Suppose I have strings like these:
"DT NN IN NN"
"DT RB JJ NN"
"DT JJ JJ NN"
"DT RB RB NN NN"
"DT RB RB"
list = ["DT NN IN NN", "DT RB JJ NN", "DT JJ JJ NN", "DT RB RB NN NN", "DT RB RB"]
pattern = "(?:DT\s+)+([?:RB\s+|?:JJ\s+])+(?:NN\s+)*NN$"
for item in list:
m = re.match(pattern, item)
The problem is in how you define the presence of
JJ. You haven't mentioned that only either of them should be present. This can be achieved by separating them with a
| (pipe) and letting either of them repeat one or more times (
+). Try changing your pattern to this:
pattern = "(?:DT\s+)+(?:(RB\s+)+|(JJ\s+)+)(?:NN\s+)*NN$"

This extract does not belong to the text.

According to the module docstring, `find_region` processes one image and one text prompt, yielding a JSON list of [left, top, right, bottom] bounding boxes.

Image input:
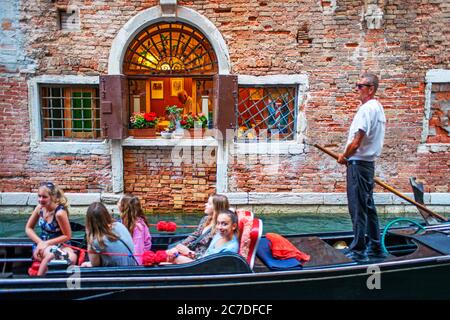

(?:<something>) is called a non-capturing group. You use it to say "I want
<something> to be matched, but not included when I select groups later. And by the looks of it, you are not using any groups. You are simply printing the whole
item (unless you've masked the code for brevity). If you actually do not need groups, here is a simple version that would work for you:
pattern = "(DT\s+)+((RB\s+)+|(JJ\s+)+)(NN\s*)*NN$"
I have also let the ending set of white spaces occur 0 or more times, instead of one or more times like you original pattern. Feel free to change it.